On Tue, Jul 9, 2013 at 5:53 PM, Robert Baertsch <rbaertsc@ucsc.edu> wrote:
On Jul 8, 2013, at 3:33 PM, Peter Cock wrote:
The tools available in Galaxy are written in a range of languages including C, Perl, R, etc. Yes, some are in Python, but of those most are independent of Galaxy and can be used separately from Galaxy.
the helper function would have to ported to R. We are talking about how galaxy compressed data. Once we decide that, we can determine how to best implement it.
Individual tools called from Galaxy read and create the files - and we can't usually control them at this level (modifying them all to call a Galaxy managed file open mechanism is not an option).
Proposal: Do not treat compressed data as a separate data type. Treat it as an independent attribute that can be applied to any data. Otherwise you will have to create a gzipped , zip and bz2 type for every type that you want to compress.
That's what I've been saying - the fact that some people are already using a new gzipped FASTQ format within their Galaxy instances is practical, but I view it as a short term solution only.
Encoding the gzip status in the datatype will create an explosion of datatypes.

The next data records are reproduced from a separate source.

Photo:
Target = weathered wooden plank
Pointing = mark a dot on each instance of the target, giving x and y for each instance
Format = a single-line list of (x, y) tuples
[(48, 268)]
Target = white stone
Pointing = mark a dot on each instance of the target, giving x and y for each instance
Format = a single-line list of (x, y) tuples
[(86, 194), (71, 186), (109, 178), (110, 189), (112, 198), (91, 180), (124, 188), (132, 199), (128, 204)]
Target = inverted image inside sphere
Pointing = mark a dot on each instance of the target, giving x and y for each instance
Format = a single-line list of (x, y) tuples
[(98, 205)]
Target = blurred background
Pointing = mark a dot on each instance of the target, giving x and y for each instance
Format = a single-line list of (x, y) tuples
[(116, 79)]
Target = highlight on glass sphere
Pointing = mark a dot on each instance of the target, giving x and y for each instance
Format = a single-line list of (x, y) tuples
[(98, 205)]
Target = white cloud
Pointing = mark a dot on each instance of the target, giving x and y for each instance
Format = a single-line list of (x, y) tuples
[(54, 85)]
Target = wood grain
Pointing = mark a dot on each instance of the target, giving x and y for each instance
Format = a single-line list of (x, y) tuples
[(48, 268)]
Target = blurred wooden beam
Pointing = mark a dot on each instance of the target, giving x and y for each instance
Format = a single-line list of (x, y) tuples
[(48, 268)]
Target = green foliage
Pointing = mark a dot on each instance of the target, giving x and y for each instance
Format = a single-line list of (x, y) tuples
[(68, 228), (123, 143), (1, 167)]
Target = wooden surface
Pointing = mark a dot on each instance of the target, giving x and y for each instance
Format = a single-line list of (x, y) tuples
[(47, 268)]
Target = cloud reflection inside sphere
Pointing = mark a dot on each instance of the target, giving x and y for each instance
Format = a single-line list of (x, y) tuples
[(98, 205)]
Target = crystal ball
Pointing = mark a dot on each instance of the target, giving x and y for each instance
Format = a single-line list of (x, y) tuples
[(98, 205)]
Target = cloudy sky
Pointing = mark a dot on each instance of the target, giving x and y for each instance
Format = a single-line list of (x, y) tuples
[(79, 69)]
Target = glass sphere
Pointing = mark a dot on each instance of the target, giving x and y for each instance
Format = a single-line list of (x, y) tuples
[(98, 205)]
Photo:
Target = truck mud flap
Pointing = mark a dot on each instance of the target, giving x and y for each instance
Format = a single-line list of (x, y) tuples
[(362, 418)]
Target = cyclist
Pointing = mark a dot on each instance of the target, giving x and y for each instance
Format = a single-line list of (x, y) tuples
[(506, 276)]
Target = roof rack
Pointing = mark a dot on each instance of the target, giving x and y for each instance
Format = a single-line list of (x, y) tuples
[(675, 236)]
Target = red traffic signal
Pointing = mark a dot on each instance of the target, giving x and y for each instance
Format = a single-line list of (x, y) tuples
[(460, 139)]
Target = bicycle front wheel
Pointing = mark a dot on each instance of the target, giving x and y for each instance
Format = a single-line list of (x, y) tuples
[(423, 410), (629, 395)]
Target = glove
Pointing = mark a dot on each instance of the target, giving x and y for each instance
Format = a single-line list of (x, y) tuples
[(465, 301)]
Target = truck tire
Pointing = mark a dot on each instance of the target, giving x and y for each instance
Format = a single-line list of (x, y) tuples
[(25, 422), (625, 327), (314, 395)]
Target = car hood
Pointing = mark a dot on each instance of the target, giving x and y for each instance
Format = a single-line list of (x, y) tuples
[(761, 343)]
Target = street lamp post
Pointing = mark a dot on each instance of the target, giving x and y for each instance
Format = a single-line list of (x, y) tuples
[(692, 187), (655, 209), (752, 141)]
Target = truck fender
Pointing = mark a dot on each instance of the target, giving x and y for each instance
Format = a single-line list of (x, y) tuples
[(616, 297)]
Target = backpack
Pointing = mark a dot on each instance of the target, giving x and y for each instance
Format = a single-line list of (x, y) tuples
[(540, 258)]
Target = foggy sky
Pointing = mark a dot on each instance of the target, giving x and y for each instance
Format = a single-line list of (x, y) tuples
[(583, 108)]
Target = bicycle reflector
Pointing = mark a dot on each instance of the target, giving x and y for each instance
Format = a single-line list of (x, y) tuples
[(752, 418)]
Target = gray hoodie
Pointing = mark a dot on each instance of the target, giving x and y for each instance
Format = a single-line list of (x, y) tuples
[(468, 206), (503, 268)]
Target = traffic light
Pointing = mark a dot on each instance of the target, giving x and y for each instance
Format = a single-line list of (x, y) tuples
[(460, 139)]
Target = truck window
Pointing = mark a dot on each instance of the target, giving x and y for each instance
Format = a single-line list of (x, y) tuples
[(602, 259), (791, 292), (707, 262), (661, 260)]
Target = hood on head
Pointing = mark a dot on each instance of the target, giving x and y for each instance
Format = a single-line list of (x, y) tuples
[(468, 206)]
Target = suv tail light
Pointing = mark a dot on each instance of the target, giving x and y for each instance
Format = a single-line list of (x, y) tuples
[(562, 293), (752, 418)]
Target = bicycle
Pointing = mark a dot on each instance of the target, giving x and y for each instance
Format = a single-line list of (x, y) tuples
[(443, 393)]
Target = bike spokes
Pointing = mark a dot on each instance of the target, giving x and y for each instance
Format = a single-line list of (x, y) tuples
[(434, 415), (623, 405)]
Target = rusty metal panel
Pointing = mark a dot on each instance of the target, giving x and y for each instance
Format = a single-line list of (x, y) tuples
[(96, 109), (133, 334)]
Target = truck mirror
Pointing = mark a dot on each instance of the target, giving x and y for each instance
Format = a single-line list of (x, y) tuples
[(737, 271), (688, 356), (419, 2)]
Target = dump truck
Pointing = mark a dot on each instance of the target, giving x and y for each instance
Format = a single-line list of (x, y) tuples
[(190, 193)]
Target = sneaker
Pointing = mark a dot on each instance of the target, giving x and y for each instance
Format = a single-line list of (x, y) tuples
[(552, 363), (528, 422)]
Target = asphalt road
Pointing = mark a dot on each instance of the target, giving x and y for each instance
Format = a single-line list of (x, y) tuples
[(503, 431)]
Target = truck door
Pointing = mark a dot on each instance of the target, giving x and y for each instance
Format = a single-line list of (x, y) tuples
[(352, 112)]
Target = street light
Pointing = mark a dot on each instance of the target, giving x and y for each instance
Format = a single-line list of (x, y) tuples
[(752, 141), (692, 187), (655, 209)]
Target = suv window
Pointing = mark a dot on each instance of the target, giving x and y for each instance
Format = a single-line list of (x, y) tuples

Compression is not actually a datatype, it tells you nothing about the content data that is stored in the file.
What we'd previously discussed was a dual system, holding the file type as now (e.g. FASTA, SAM, GFF3, etc) and any compression (e.g., None, normal GZIP, BGZF which is a GZIP variant, BZIP2, etc).
What about tabular. Should we create tab.gz, tab.bz2 and tab.zip also?
Note ZIP is a bit different, as it is often a multiple file bundle - it behaves differently from GZIP, BGZF, XY, BZIP2 etc in that regard. But otherwise, yes. As a specific example, the tabix tool used BGZF compressed tabular data to combine compression and efficient random access. This would be useful for many annotation files (e.g. GTF, GFF3).
This will quickly get out of hand and create a mess for tool developers that need to support all thees types.
Why? Individual tool developers don't need to know if Galaxy is keeping the original data file on disk compressed - unless the tool XML says otherwise, Galaxy would hide this detail and call the tool with an uncompressed input file. (Unix named pipe which decompresses the file on the file would be a potential alternative - but only if the tool XML was marked up to say that an input could be streamed. The default must be to assume potential random access to the input files)
The tool code and tool xml should be written to handle uncompressed data and galaxy should handle the details of decompression. This is not hard to do.
It isn't trivial either ;) Peter